Wang Zhong : « Lâche. Les partisans d'une victoire rapide ont encore quelque excuse, ils ne font que trop désirer la victoire. Vous, en revanche, ne la poursuivez que parce que vous avez peur d'affronter la guerre ardue qui s'annonce ! »
Toukhatchev haussa la voix : « Gagner, et alors ? Savez-vous les sacrifices qu'il nous faudra consentir ? »
« Je le sais ! » répondit Wang Zhong d'une voix qui résonna. « Contrairement à certains qui restent confortablement installés à leur bureau à lire des rapports, j'ai personnellement enterré d'innombrables soldats sous mes ordres, et je me souviens encore de leurs noms ! »
Wang Zhong marqua une pause, plantant son regard dans le visage de Toukhatchev : « Moi — plus que quiconque, plus que vous — je souhaite qu'ils soient encore en vie ! C'est pourquoi je révise les manuels d'entraînement et réforme vos dispositifs de troupes déraisonnables ! Mais tout cela repose sur le postulat de la résistance jusqu'au bout ! »
Toukhatchev et Wang Zhong se toisèrent quelques secondes, jusqu'à ce que Toukhatchev abaisse enfin sa tête fière.
Il quitta le poste de commandement le cœur lourd, le pas chancelant.
Les Juges le suivirent immédiatement, l'escorter de part et d'autre.
Wang Zhong se tourna vers le général Gorki, recula d'un pas, signalant qu'il était temps pour Gorki d'endosser la « position ferme ».
Le général Gorki ordonna sur-le-champ : « Ordonnez à toutes les unités de première ligne de repousser l'offensive ennemie à tout prix.
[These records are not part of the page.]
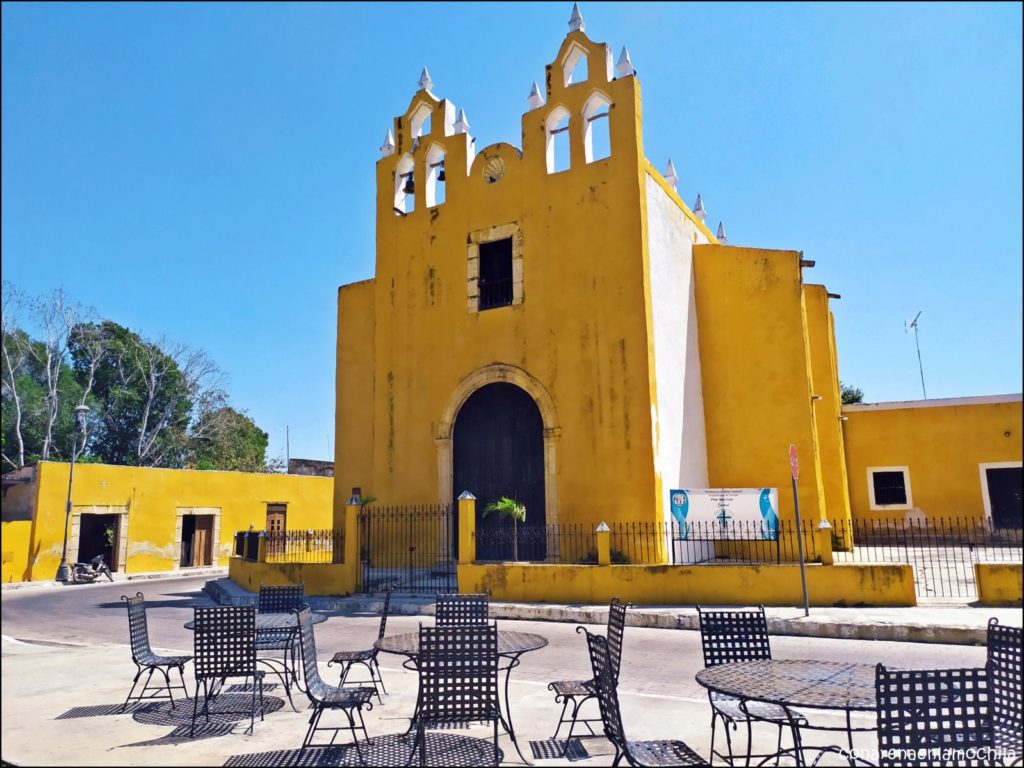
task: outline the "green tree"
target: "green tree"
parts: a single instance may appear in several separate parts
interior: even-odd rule
[[[492,501],[484,507],[484,517],[492,512],[497,512],[502,517],[512,518],[512,559],[519,559],[519,523],[526,522],[526,507],[515,499],[502,496],[497,501]]]
[[[190,435],[190,464],[196,469],[263,472],[269,435],[246,414],[223,406],[202,414]]]
[[[858,387],[851,386],[850,384],[843,384],[843,382],[839,382],[839,398],[843,401],[843,405],[863,403],[864,391]]]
Utilisez les unités initialement prévues pour l'assaut comme force de réserve, les redéployant là où la percée ennemie est la plus forte. »
Ayant dit cela, il promena son regard sur l'ensemble du poste de commandement et fit un large geste : « Récupérez toutes les cartes qui n'ont pas encore été brûlées et rétablissez le fonctionnement de l'état-major de l'armée de front au plus vite. »
À cet instant, l'ancien chef d'état-major de l'armée de front de l'Ouest s'avança : « Excellence, les troupes de première ligne chancellent aussi, et certaines unités ont déjà commencé à battre en retraite. »
Le général Gorki : « Fusillez ceux qui mènent la retraite, et réaffectez les hommes restants aux bataillons de peine. Stabilisez le front le plus vite possible. Si l'ennemi ne s'en est pas encore aperçu, il reste du temps. »
Wang Zhong : « À ce sujet, j'ai un plan. Il nous suffit d'un poste radio de forte puissance. »
Le général Gorki : « Vous comptez vous adresser à toute la ligne de front par la radio ? »
Wang Zhong esquissa un sourire : « Pas seulement à nos soldats, mais aussi à l'ennemi. »
Le général Gorki, relevant un sourcil : « Très dans le style des "petites combines" de votre livret. Cela ne coûte rien d'essayer. Chef des transmissions, apportez le poste radio de la plus forte puissance ici ! »
Peu après, un poste radio, accompagné de son générateur, fut apporté et l'antenne dressée.
Wang Zhong dit au personnel des transmissions : « Couvrez autant que possible les fréquences radio du champ de bataille. »
Le personnel des transmissions demanda : « Y compris les fréquences utilisées par les pilotes ? »
Les pilotes comptaient sur la radio pour couvrir leurs angles morts respectifs ; rater une seule phrase pouvait signifier se faire abattre par l'ennemi.
Wang Zhong réfléchit un instant, puis demanda : « Peut-on ne couvrir que l'ennemi ? »
« C'est possible, mais l'effet ne sera pas très bon. En fait, nous ne pouvons pas garantir que toute la ligne de front pourra l'entendre. Cela peut dépendre de la météo comme de l'état des antennes réceptrices. »
Wang Zhong : « Ne vous inquiétez pas, notre première cible est de nous assurer que nos gens l'entendent. Perturber la prise de décision ennemie est un objectif secondaire. »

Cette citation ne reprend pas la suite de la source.